Yes, there are some. Las Vegas has, what you could say, a burgeoning street food scene. But, step outside of Las Vegas and into another city, and holy. cow. The street food options are overwhelming.
Abby, Kristin and I had planned on having a low-cost San Francisco/Napa weekend. Before Abby and I even stepped foot on the amazing Virgin flight, we had discussed, at length, our dining options for the weekend.
We were for sure hitting: Oxbow Market in Napa. And, Off the Grid in San Francisco.
I’ve never really been into the street food scene, mostly because I work in the back of a restaurant and I eat, sleep and breathe restaurant food. But, this … this street food orgy, sounded pretty fantastic.
It started with a conversation between us and the awesome blogger, Spencer Spellman, a recent newbie to San Fran. His goal? To eat his way through the food trucks at Off the Grid.
Naturally, we decided to join him on this adventure.
The day of our flight, also the day of Off the Grid, Abby and I were messaging each other back and forth. Apparently, the weather in San Francisco was not what we were used to in Las Vegas.
Low 60s. Drizzle. Which, in Las Vegas/desert life translates into “holy shit, it’s f#$%ing cold.”
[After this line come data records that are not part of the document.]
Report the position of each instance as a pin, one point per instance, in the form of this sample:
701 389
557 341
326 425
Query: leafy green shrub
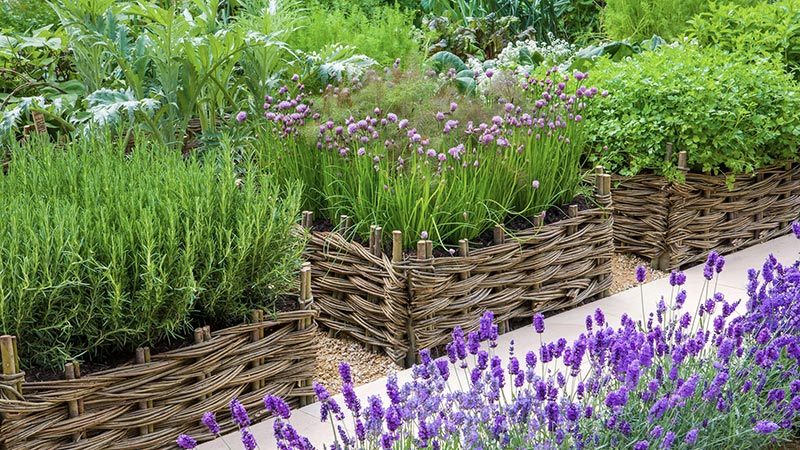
384 33
727 114
763 30
582 20
640 19
102 251
18 15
“What do we wear? What does 60 degree weather even feel like?” We asked each other.
“It’s soooo cold.” We lamented.
So, when we finally arrived to town, the clouds were thick and the threat of rain hung in the air.
Abby pulled her winter coat tighter, and Â I, clad only in jeans, Chucks and a cardigan, wondered what the hell I was thinking when I packed.
Quick enough, Kristin was at the BART station to pick us up and drive us over to our hotel, the historic and palatial Fairmont Hotel.
We quickly re-grouped. I grabbed a sweater. Then, we headed down to grab a tiki cocktail with some PR ladies from the hotel. And then, it was getting late. And we were hungry.
The three of us headed over to the marina and Fort Mason, where we were greeted with the ultimate street food festival.
Yes, we had heard about it. But, what we encountered was immense.
An entire huge parking lot was converted into a food festival. Trucks. Tents. Smells. Plates. In all about 30 trucks were parked there offering just about everything under the sun.
Off the Grid, founded by Matt Cohen, is a rotating street food market. Monday through Saturday, it stops in various locations across the city, with anywhere from a few to a little more than 10 food trucks. But, Friday night is the Grand Daddy of all Off the Grid’s. It’s when people flock to the street food scene. The love the city feels for the event is apparent.
Entry is free, and then it’s a free-for-all. Want tacos? No problem. How about a new drink concoction (I tried hibiscus cinnamon tea)? OK. Gourmet rotisserie? Cajun? Korean? Artisan burgers? Check. Check. Check. Then, there’s the desserts. Creme brulee. Cupcakes. Cakes.
You want it, Off the Grid has it.
Plus, there’s a beer and wine tent and live music.
Our group ended up being six total, and we took turns going to trucks and getting food for everyone to taste.
Somehow, between the mix of plates and wine, I tried duck.
I have sworn up and down I would never eat the cute lil’ guys. Every night at work, I see them hanging, featherless, ready for consumption. And, I have just never been able to convince myself to try the game.
We were eating tacos, and they saved one for me. I rolled the meat around in my tongue.
“This … tastes … not like chicken,” I said.
Abby and Spencer looked at what I was holding. The not-chicken-colored-meat glared back at us.
“It’s my duck!” Abby exclaimed.
I washed it down with some red wine, then we headed over to the infamous creme brulee stand where Nutella strawberry and french vanilla with honey was being offered.
Of course, I had to sample both little bowls of yum.
And, then it was 10 p.m. and the stalls were closing.
We wrapped up our night with some drinks at a local Japanese restaurant, then Abby and I headed back to the Fairmont.
Stomachs full. Ready for our Napa leg of our whirlwind NoCal weekend.